RedHelenB Sun 02-Oct-11 15:38:01

We got a loan for a deposit & never declared it to the building society. 15 years later & it's all paid off, mortgage up to date etc.

SingleMan25b Sun 02-Oct-11 23:42:07

I have a feeling there might be a tax liability if the parents die within 7 years of giving the gift if it's over 3K7. However, I'm no expert on tax!

lostinwales Mon 03-Oct-11 11:07:16

They can give you and your husband 3K each pa as a gift and have no tax implications.

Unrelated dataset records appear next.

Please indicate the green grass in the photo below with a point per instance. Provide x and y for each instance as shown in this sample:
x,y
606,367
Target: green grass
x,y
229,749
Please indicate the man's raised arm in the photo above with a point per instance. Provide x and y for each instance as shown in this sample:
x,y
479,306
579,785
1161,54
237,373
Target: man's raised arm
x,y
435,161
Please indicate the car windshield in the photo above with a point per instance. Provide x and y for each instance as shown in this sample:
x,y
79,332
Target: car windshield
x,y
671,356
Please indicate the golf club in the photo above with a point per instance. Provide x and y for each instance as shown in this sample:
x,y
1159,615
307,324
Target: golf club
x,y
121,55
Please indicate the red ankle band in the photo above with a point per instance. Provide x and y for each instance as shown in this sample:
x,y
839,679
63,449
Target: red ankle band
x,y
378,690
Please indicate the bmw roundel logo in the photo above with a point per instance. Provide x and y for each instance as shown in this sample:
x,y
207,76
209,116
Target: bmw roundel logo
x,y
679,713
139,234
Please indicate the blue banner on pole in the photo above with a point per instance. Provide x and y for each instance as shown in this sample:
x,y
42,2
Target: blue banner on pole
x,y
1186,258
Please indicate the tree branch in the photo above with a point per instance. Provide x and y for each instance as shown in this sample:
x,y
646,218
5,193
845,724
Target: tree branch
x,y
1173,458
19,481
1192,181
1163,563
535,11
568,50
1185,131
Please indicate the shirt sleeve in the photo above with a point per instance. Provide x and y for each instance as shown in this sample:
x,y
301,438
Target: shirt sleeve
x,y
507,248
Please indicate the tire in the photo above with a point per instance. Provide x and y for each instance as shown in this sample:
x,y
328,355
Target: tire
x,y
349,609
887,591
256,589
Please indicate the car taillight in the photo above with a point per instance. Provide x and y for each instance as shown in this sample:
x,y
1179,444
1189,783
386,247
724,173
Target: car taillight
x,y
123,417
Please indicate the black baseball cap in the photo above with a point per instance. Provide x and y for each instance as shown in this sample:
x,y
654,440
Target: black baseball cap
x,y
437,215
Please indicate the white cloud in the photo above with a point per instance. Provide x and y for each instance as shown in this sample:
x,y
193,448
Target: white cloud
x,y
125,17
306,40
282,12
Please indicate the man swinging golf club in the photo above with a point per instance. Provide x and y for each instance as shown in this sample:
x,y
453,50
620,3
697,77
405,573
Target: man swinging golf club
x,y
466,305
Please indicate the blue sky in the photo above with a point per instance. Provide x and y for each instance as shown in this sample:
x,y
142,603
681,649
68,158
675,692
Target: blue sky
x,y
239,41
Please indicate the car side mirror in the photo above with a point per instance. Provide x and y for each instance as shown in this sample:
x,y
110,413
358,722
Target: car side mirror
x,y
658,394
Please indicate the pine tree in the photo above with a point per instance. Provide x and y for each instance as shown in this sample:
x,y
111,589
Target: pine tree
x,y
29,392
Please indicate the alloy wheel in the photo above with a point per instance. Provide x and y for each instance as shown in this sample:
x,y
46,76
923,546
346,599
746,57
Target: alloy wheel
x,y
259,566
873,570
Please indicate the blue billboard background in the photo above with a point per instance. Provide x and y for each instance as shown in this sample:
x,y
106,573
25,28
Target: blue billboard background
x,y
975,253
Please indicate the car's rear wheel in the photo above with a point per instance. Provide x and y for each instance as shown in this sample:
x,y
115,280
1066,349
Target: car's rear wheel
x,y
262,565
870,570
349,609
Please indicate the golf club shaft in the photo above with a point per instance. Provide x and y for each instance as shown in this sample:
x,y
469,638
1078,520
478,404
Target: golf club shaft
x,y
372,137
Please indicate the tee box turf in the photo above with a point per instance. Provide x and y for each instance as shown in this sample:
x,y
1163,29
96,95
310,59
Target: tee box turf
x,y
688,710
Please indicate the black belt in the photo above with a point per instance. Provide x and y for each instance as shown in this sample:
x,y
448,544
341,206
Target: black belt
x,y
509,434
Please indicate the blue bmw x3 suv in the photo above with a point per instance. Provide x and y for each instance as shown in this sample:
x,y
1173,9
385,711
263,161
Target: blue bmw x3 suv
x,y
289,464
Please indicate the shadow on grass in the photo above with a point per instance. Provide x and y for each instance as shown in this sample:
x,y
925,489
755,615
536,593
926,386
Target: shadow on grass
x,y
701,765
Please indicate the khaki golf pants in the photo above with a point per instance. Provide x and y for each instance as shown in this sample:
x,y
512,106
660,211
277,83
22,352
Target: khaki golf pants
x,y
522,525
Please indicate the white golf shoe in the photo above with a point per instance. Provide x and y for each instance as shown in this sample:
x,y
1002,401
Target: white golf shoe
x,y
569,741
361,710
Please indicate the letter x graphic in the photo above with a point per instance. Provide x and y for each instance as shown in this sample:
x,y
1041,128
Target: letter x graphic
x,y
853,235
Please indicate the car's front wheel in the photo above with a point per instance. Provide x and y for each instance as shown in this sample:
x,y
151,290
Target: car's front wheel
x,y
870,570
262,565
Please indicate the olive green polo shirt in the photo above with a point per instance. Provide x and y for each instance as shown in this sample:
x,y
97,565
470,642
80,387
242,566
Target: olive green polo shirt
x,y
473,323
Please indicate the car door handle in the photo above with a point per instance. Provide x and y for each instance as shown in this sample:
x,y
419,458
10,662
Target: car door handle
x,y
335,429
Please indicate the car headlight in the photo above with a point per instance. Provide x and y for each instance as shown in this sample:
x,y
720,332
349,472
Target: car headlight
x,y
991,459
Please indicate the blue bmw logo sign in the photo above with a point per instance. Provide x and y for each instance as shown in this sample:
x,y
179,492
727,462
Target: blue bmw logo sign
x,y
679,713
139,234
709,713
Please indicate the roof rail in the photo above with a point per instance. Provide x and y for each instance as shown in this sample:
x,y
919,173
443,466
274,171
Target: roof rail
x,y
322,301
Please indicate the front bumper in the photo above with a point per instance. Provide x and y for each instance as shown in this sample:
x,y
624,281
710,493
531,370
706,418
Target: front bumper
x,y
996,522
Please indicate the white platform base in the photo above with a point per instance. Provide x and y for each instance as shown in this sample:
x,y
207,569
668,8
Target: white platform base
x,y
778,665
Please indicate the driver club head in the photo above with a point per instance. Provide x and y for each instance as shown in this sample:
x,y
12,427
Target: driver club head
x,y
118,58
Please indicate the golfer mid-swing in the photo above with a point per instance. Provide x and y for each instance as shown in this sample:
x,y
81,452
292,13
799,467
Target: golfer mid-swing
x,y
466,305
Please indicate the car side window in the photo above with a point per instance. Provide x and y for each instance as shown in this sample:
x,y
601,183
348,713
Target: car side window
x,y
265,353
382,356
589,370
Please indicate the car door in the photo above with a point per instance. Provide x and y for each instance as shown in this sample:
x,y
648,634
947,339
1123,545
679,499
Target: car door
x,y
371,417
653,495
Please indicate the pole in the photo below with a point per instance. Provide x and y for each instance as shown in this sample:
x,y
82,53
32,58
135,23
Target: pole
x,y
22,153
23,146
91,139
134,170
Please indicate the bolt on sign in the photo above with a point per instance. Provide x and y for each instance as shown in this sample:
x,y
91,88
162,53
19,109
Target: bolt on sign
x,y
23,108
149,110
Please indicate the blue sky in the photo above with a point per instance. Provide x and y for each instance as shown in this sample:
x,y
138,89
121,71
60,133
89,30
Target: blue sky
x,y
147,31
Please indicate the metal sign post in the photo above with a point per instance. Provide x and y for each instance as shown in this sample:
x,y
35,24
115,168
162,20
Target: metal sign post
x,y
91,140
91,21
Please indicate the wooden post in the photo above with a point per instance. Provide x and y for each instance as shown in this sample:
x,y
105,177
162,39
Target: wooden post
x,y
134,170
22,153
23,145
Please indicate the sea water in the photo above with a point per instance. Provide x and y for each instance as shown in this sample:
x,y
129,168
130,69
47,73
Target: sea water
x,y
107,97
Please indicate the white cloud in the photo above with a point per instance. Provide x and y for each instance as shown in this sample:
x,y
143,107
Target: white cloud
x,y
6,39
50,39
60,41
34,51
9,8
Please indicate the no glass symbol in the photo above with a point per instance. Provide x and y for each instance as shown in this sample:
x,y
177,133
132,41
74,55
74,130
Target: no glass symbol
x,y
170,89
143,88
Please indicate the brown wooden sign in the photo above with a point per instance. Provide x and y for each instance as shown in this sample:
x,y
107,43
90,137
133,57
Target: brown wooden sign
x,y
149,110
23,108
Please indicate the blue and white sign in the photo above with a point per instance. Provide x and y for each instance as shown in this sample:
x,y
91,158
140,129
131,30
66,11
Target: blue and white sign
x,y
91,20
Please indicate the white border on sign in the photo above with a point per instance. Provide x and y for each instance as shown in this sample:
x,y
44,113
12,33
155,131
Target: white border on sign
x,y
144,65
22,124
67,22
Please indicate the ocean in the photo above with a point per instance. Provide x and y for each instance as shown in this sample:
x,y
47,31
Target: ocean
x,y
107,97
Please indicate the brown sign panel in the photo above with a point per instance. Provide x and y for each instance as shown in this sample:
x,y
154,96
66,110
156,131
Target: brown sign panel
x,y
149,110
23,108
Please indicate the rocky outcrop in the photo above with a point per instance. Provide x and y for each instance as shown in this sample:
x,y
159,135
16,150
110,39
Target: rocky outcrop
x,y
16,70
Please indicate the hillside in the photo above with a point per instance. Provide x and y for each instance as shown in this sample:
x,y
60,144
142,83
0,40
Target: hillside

So by my calculations you can have 18K from the three of them before it becomes an issue for tax.

I think the tidiest way to do it would have them pay it into an account that the solicitor holds which is what happens with the deposit after contracts are exchanged and before completion IIRC. This may be wrong, I am quite happy to be told this is BS. Give your solicitors office a call.

Gonzo33 Mon 03-Oct-11 12:33:19

My Nan and Mum paid it directly to the solicitor when the solicitor requested funds for the house.

YellowDave Mon 03-Oct-11 14:35:38

I agree with lostinwales smile. We have been in a similar situation - I'll pm you as would prefer to to put the details here smile

SeaShellsOnTheSeaShore Mon 03-Oct-11 15:25:00

Thanks smile

SalVadorDavi Mon 03-Oct-11 17:06:39

grin at pissfart's comment. Breathe, this is not remotely the same. Should a house be repossessed in a case like this (SeaShells, of course I don't mean you, but for argument's sake as I get irritated by stupid comments like that above where someone can't even be bothered to look at actual facts), the bank should be covered by the value of the property. Lending criteria were too liberal before, which has now changed considerably. Main issues affecting the "actual value" of secured debt banks traded before were buy-to-let mortgages given too freely, insane income-multipliers, excess mortgages (anyone remember the 125% ones?).

Anyway, rant aside. Seashells, we did something similar - the deposit amount was transferred to our lawyers' account in two transactions (ours and the gift/loan amount). Mortgage provider transferred remainder to this account, and all then on to seller. If I were in your shoes, I'd see if I could persuade the parents not to have a loan agreement on paper, but even if they insist, it sounds doable from previous posters.